Now, is there any reason at all to use Steam Link instead of Steam In-Home-Streaming? Actually, yes.

One of the main differences is that Steam Link connects to the whole Steam client over the network, not just the game that’s currently running. This has several implications:

  1. Games that require an update can’t launch from IHS… Steam Link solves this issue.

Yes, this was been something really annoying for a while. If a game requires an update, it was not possible to launch it through IHS. On Steam Link, you can first update the game through the streamed Steam client, and once it’s up to date you can play it as expected.

  1. You can remap your controller on the Steam Link client side

I don’t think this is possible in IHS - but on the Steam Link application, you can unilaterally decide to remap buttons on your controller before even connecting to the remote Steam instance.

  1. You don’t need a local Steam Client

This is probably the biggest selling point. You don’t even need to have a Steam client installed on the client side to stream games from the remote Steam instance. Now the Steam Link application has everything it needs: obviously saving some space (the Flatpak archive is however not that small either), and without the need of storing your previous Steam credentials. You may be wondering, how do you actually authentify if you don’t have any client? Well the first time you set it up, Steam Link will ask for a pin number that is displayed on your host machine. Once your Steam Client is identified, no need to do it again anymore. Very seamless.

  1. Another layer of reliability

In Steam Link, you can actually always ‘escape’ the current session if things go wrong by a long press of the select button on your controller (or a keyboard shortcut) in order to regain control in case the game has frozen on the other end. 5) No need for SSH to shut down your remote machine

If you were using IHS, you probably had to shut down your remote Steam host through SSH (or maybe you left it on the whole time?). That’s another extra step that is not required with Steam Link: you can actually shut down the remote machine through the interface. And it even warns you that the machine will be unavailable once you do so (unless you set up Wake on LAN).

  1. Security?

This may be the only point where Steam Link is worse than Steam IHS. Steam Link lets you stream the whole desktop of the remote host. You can actually minimize Steam and escape to the desktop and… your whole remote host is vulnerable. Whether that’s desirable is up to you (you could stream Steam Link as a kind of super VNC session!) but if anyone other than you ends up accessing it… well, just saying you should be aware of that risk.

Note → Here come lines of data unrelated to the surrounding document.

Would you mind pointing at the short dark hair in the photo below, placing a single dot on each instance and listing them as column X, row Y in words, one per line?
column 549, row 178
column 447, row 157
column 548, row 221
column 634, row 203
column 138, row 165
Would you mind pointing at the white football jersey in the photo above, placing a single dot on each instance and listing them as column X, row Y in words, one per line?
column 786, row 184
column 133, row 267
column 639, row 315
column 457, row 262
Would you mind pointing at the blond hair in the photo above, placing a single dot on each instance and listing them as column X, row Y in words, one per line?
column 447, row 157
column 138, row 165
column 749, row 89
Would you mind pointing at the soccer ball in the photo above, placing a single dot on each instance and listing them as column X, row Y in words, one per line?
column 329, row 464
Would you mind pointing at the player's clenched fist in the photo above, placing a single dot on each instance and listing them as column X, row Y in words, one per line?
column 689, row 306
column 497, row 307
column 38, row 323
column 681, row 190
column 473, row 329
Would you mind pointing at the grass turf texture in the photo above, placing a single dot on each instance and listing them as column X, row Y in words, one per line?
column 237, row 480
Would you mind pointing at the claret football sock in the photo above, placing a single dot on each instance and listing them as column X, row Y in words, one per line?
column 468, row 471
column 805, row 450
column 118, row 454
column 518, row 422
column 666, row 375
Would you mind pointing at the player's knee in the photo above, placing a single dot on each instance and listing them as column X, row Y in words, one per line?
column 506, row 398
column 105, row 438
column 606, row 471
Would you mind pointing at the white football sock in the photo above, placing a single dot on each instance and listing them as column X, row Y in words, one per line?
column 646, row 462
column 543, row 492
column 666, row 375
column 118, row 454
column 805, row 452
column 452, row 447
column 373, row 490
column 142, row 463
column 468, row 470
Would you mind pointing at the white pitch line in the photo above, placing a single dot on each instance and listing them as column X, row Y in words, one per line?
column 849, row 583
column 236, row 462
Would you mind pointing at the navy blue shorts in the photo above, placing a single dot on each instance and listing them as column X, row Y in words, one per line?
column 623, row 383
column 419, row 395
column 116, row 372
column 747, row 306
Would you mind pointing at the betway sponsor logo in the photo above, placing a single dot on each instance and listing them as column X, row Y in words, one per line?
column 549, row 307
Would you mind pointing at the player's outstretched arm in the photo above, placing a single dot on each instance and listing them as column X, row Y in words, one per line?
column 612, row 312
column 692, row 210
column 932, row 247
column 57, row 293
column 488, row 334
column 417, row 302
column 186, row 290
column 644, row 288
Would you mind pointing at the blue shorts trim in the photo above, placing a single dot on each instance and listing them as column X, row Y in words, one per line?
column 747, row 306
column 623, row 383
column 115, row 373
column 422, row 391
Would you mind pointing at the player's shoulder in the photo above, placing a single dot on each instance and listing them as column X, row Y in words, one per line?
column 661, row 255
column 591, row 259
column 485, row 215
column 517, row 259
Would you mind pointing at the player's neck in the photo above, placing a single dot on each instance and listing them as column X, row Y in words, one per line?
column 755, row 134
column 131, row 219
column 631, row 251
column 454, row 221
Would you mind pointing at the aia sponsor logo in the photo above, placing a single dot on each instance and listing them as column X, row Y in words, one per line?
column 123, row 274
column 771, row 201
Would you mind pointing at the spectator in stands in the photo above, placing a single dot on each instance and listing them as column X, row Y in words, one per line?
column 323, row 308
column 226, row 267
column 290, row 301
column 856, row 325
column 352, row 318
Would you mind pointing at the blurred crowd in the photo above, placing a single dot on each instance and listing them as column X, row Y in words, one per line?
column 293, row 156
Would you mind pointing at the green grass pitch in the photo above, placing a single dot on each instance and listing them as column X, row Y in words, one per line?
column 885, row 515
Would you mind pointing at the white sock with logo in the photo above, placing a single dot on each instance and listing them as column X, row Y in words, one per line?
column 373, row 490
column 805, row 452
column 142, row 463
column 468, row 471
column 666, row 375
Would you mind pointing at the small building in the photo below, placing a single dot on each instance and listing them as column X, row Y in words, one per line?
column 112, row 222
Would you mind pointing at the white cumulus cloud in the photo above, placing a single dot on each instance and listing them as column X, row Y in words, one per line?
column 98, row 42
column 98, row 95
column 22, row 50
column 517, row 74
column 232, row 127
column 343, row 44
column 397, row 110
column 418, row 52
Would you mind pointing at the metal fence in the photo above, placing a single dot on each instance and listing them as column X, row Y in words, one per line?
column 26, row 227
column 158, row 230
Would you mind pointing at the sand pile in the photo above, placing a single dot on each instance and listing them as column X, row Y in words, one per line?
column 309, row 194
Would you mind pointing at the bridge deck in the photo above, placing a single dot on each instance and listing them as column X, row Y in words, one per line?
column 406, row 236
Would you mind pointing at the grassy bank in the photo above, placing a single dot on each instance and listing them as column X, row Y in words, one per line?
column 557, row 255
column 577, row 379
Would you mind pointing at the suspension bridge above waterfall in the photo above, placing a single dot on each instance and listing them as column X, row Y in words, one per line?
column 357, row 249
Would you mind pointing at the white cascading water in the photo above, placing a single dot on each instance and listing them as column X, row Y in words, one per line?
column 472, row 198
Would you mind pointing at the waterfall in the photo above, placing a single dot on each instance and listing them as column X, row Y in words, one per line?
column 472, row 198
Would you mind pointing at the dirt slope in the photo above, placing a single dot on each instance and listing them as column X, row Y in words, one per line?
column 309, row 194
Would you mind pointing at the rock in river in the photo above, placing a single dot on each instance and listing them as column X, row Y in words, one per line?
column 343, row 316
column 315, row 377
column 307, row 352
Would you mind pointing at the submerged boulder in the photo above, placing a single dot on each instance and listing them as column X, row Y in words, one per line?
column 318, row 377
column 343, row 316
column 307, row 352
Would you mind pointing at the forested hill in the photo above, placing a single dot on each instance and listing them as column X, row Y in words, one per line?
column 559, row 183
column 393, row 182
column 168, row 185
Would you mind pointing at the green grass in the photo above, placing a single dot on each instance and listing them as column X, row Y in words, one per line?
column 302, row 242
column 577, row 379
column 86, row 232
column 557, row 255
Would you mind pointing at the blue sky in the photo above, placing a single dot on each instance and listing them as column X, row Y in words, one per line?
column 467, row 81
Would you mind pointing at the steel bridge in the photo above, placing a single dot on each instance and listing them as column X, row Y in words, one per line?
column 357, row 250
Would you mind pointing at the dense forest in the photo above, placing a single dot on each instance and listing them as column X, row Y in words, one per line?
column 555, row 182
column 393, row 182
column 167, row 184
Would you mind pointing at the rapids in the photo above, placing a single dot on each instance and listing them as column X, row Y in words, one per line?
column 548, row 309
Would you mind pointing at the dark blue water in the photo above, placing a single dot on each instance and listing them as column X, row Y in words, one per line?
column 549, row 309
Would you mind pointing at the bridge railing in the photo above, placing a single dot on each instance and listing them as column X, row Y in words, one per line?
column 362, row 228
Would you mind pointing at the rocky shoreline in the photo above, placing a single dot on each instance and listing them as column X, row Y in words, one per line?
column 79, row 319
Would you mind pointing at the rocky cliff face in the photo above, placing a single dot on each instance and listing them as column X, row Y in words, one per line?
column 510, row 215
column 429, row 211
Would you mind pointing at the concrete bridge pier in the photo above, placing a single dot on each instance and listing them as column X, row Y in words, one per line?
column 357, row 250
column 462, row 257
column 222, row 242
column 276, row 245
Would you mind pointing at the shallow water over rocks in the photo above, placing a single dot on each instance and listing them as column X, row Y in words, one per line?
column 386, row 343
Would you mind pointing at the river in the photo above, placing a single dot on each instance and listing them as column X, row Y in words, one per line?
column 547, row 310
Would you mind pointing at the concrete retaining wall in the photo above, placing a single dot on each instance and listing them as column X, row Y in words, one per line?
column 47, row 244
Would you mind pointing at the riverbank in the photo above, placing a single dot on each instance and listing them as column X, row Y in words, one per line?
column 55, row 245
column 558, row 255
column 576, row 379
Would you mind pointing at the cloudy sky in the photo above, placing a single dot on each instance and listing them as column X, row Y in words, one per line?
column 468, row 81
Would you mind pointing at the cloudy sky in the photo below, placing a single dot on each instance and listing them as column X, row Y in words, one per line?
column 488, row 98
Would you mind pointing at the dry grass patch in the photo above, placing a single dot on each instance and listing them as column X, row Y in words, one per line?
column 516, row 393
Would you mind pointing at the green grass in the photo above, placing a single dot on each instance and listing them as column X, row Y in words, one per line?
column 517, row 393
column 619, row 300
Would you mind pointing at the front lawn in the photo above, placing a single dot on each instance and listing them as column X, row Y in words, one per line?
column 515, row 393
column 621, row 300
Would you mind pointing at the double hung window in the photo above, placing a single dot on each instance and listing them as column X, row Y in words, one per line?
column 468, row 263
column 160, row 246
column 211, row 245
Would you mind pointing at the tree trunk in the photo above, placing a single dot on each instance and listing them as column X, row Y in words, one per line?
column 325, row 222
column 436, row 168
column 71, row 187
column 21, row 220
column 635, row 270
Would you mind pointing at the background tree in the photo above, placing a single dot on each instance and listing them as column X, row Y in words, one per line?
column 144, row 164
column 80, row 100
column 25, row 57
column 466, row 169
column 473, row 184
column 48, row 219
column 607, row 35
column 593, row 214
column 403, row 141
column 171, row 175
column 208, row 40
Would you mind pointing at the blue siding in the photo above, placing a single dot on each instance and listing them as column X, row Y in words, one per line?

Well, it’s fairly clear than Steam Link is superior in almost every way and that there should be no good reason to use IHS anymore (except security!) at this stage. Interested in trying it out? Grab the Flatpak version through Flathub:

flatpak install flathub com.valvesoftware.SteamLink

flatpak run com.valvesoftware.SteamLink

Note there are still some reasons to be wary about Flatpaks, so if you’d prefer a tarball, there is a direct link that is used to prepare the Flatpak version.